Dr. Gulick also noted that the study highlighted the hazards that asteroids pose across time, including risks faced by our planet-bound civilization. The Chicxulub impact and the fate of the dinosaurs are frequently invoked as the ultimate argument both for investing in planetary defense research, and for expanding our species beyond Earth. (Although it’s worth noting that other worlds, including Mars, are not exempt from large-scale asteroid impacts.)
But Chicxulub also sheds light on some of the most evocative questions about the emergence of life. Dr. Kring has long been fascinated by this subject, and has helped produce a wealth of research about the microbial ecosystems that cropped up in the fallout of the apocalyptic event.
“There’s an argument that stipulates that this type of bombardment is involved in not only the perturbation of the evolution of life, but actually involved in the origin of life on our planet,” he said. “Understanding these processes is important, and our best measures of some of these consequences on Earth are going to come from the youngest of these impactors, like Chicxulub, because the evidence is more robust.”
The mission Dr. Gulick helped lead continues to clarify the impact’s role as both a destroyer and a crucible of life. As the researchers plumbed the depths of the buried Doomsday event, they found dusty traces of the impactor, sandy backwash from the tsunami it had created and the fossilized remains of organisms that thrived in its aftermath.
Perhaps most astonishing, a study published this summer described modern-day microbial descendants of those early crater adopters, still living in the shadow of the catastrophe that was colonized by their forebears.

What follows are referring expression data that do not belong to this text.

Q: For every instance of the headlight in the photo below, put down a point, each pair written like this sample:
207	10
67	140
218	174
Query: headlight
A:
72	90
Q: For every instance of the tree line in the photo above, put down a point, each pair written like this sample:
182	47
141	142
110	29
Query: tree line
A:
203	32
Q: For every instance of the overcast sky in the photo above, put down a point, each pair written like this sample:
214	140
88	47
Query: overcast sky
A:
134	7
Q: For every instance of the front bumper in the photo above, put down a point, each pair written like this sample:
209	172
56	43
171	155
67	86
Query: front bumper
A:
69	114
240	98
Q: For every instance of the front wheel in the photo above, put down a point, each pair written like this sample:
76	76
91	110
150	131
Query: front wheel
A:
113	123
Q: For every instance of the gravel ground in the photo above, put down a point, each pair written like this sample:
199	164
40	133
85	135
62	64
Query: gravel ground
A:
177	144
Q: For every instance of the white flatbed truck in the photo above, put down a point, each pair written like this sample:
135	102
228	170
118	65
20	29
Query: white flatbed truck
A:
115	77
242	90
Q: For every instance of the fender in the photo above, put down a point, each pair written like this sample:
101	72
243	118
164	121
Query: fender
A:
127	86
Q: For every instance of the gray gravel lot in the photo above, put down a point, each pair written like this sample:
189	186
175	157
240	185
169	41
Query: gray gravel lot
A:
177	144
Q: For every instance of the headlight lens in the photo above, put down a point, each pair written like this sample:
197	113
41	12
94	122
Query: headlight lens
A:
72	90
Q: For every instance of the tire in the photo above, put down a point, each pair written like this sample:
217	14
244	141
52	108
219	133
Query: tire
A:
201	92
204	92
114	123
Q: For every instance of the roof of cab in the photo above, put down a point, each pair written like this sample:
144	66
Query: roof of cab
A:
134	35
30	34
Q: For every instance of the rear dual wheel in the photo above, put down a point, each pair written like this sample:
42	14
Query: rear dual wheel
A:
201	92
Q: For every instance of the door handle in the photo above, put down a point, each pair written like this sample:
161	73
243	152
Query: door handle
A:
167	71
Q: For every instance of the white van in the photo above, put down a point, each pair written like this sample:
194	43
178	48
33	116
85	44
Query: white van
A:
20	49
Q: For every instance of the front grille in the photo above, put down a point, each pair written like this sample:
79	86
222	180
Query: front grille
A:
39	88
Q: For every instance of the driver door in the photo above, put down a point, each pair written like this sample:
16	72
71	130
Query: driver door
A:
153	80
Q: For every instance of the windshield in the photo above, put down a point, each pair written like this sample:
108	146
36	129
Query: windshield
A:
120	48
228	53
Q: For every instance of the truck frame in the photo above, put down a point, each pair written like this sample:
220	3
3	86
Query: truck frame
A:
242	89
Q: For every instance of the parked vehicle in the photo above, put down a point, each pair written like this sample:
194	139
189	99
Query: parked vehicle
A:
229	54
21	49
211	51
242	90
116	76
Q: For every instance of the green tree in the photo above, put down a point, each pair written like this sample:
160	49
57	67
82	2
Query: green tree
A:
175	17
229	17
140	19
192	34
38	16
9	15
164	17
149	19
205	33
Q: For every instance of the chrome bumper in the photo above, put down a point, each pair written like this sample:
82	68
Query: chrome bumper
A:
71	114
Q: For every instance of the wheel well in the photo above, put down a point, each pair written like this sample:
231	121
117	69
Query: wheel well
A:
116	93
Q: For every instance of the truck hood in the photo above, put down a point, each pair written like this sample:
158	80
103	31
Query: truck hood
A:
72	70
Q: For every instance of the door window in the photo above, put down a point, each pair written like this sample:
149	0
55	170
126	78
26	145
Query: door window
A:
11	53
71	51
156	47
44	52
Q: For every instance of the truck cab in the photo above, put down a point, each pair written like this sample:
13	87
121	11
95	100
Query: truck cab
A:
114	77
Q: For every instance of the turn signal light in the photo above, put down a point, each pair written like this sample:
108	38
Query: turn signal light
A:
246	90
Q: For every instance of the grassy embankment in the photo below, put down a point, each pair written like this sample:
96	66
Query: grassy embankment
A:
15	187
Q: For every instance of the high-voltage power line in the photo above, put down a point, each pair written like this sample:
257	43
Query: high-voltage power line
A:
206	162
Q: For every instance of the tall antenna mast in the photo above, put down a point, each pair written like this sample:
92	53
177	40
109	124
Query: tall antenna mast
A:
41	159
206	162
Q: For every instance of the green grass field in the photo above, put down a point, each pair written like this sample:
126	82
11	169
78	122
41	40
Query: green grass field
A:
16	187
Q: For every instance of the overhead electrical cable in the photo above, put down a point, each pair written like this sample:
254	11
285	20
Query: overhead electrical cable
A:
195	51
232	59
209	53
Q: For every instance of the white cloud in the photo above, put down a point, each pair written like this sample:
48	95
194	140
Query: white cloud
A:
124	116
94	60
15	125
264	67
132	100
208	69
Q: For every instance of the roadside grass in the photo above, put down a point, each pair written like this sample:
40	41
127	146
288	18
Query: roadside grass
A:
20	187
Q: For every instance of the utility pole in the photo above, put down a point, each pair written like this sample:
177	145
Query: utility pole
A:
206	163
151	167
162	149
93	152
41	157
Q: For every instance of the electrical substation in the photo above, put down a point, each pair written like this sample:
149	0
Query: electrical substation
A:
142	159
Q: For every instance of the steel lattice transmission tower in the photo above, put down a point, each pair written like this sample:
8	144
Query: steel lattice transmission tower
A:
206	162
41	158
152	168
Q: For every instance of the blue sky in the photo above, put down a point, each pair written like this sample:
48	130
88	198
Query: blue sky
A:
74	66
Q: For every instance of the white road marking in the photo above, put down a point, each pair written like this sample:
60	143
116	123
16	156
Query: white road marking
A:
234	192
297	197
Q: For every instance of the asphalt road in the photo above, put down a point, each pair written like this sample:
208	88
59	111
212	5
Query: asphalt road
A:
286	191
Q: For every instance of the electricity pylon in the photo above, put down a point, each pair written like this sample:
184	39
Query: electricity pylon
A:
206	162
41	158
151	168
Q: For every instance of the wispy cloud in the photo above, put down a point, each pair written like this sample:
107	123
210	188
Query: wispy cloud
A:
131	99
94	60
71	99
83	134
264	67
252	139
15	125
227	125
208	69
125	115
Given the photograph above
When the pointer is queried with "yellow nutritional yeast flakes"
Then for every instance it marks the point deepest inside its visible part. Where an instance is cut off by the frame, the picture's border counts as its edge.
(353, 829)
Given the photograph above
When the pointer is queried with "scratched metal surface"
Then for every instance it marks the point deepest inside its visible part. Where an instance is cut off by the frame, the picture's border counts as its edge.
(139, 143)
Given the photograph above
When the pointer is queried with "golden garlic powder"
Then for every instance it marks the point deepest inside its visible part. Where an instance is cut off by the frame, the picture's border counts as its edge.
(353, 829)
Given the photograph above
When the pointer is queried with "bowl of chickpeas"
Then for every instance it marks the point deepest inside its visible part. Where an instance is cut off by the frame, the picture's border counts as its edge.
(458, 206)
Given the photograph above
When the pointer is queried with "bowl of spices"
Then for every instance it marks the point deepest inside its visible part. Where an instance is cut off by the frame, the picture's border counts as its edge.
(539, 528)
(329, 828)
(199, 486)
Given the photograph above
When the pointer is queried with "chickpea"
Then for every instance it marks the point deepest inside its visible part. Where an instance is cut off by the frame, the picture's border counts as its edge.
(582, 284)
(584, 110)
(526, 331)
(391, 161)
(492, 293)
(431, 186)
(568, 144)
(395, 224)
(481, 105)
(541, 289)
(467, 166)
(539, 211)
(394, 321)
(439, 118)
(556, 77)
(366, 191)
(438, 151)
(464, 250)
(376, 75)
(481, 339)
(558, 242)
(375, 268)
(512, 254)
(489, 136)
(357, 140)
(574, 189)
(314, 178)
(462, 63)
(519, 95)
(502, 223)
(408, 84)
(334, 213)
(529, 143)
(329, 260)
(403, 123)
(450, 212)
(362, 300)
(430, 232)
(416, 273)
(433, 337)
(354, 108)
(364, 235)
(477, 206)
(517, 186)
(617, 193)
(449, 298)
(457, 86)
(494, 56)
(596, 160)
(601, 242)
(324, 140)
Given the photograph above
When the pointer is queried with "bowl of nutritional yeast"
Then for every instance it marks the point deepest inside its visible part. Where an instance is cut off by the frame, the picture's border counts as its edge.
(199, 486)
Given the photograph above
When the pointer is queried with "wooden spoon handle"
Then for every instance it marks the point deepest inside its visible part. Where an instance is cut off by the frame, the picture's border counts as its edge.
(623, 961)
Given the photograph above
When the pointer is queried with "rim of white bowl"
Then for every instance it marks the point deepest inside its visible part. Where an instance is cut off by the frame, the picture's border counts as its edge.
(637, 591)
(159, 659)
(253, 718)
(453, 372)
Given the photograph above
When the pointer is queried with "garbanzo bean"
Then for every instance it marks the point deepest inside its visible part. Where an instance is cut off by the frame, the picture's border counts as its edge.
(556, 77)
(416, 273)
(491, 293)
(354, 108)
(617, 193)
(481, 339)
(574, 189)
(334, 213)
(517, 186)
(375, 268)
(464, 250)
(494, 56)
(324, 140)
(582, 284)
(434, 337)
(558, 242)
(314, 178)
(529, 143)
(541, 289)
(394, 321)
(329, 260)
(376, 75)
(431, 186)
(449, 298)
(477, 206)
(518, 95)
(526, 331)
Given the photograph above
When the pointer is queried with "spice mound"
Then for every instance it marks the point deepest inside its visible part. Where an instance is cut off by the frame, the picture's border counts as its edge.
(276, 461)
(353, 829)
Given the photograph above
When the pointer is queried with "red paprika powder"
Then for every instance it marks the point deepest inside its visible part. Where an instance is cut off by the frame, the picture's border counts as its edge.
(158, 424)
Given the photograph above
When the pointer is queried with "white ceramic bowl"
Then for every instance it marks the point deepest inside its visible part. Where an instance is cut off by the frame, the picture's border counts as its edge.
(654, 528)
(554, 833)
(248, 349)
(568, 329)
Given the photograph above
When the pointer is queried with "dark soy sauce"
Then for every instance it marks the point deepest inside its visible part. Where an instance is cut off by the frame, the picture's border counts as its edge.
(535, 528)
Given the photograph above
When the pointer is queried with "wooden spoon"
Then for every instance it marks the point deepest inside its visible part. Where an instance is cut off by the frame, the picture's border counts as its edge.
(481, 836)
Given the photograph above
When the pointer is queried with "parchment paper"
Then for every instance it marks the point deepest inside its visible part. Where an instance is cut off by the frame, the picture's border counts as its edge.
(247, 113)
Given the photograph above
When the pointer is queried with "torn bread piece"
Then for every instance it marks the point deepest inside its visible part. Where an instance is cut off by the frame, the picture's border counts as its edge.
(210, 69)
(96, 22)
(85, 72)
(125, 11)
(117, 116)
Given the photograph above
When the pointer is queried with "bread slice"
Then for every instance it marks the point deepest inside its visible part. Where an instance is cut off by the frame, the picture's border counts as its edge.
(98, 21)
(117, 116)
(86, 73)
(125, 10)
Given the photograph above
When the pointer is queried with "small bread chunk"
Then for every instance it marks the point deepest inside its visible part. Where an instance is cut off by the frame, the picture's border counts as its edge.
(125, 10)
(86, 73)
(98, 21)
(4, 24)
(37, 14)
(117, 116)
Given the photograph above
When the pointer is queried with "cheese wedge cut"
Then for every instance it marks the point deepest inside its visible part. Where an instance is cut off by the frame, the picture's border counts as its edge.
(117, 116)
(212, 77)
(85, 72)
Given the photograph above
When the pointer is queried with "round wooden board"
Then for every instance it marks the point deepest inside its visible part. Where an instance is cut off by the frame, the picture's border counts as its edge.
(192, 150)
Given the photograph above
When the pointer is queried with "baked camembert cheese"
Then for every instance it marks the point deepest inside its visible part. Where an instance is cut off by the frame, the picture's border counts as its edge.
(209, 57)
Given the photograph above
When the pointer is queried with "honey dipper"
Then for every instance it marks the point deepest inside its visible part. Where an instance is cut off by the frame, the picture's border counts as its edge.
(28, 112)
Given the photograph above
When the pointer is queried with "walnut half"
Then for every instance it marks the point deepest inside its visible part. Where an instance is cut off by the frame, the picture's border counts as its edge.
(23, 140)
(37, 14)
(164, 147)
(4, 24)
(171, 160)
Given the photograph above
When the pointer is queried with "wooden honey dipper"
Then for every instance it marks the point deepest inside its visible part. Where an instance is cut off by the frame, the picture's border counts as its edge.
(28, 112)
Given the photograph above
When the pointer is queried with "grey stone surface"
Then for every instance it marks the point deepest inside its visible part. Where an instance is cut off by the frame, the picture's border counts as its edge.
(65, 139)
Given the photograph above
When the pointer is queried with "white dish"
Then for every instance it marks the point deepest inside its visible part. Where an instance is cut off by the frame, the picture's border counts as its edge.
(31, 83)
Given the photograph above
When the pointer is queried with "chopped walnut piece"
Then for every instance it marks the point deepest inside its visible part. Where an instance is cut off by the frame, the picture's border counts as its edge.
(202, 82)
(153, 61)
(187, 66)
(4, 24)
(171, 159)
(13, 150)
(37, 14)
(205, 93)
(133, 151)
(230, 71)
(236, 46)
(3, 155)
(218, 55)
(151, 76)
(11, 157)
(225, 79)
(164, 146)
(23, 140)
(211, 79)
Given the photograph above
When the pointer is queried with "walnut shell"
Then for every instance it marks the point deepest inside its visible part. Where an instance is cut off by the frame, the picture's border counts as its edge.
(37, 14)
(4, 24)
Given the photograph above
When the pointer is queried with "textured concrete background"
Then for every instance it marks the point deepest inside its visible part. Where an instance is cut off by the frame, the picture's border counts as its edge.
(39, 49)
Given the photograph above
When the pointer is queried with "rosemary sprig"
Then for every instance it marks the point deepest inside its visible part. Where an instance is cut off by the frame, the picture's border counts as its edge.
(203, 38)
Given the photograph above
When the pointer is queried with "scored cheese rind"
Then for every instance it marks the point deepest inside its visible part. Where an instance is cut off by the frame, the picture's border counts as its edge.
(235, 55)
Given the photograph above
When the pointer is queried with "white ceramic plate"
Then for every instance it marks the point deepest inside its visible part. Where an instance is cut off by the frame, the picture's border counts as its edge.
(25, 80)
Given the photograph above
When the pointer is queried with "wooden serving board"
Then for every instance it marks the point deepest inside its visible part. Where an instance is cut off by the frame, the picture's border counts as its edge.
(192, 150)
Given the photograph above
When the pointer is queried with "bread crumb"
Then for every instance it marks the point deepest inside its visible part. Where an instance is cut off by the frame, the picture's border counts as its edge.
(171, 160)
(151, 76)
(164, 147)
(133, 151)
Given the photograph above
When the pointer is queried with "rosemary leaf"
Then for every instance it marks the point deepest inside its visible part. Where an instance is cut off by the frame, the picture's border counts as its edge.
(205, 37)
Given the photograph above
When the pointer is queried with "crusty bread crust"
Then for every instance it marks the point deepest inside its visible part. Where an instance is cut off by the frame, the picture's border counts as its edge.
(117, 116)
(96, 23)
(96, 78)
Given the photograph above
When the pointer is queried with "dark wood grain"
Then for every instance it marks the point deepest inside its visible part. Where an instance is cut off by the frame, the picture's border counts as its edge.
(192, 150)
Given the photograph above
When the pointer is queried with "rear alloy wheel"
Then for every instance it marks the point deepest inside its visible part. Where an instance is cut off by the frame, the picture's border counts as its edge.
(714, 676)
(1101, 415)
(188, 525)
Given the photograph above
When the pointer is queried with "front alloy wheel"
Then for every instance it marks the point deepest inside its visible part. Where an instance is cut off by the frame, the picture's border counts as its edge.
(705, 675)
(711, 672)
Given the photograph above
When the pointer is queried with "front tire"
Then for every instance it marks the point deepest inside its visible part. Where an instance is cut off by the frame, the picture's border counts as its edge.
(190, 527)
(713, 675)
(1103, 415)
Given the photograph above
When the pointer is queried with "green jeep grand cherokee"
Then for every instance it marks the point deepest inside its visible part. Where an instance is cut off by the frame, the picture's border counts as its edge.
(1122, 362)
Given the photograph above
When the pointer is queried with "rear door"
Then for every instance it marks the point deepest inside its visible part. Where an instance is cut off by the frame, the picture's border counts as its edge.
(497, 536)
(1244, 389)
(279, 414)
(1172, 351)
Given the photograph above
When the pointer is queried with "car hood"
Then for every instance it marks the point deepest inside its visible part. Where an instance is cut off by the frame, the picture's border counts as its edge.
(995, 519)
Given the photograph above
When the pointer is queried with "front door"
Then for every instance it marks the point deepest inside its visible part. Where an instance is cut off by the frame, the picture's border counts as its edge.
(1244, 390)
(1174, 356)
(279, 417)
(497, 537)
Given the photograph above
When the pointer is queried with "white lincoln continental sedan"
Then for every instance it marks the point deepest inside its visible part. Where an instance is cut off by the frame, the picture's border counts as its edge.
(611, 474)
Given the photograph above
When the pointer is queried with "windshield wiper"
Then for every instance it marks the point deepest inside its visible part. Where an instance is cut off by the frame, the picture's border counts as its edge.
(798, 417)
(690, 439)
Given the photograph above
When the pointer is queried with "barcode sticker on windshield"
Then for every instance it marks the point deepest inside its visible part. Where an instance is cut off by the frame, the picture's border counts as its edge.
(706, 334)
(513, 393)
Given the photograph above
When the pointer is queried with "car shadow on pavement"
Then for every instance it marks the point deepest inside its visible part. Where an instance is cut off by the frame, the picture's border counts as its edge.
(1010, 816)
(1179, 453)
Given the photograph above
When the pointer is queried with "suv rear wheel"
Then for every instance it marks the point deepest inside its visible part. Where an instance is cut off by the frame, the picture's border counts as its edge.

“It’s amazing to me that you can have an impact and you can generate an ecosystem, then 66 million years later, you still have life that is present in that location because of this previous condition,” Dr. Gulick said. “On a bigger scale, maybe you can generate habitats with impacts really early in Earth’s history and have ecosystems survive afterward. That reflects one of the ways in which you might get life going.”
In this sense, the Chicxulub impactor truly does have galactic implications as a time capsule of both biological disaster and the birth of new life. Other life-bearing worlds across the Milky Way might be similarly shaped by asteroid impacts, with tales of destruction and recovery all their own.
“This is an issue that potentially goes far beyond the extinction of dinosaurs,” Dr. Kring said.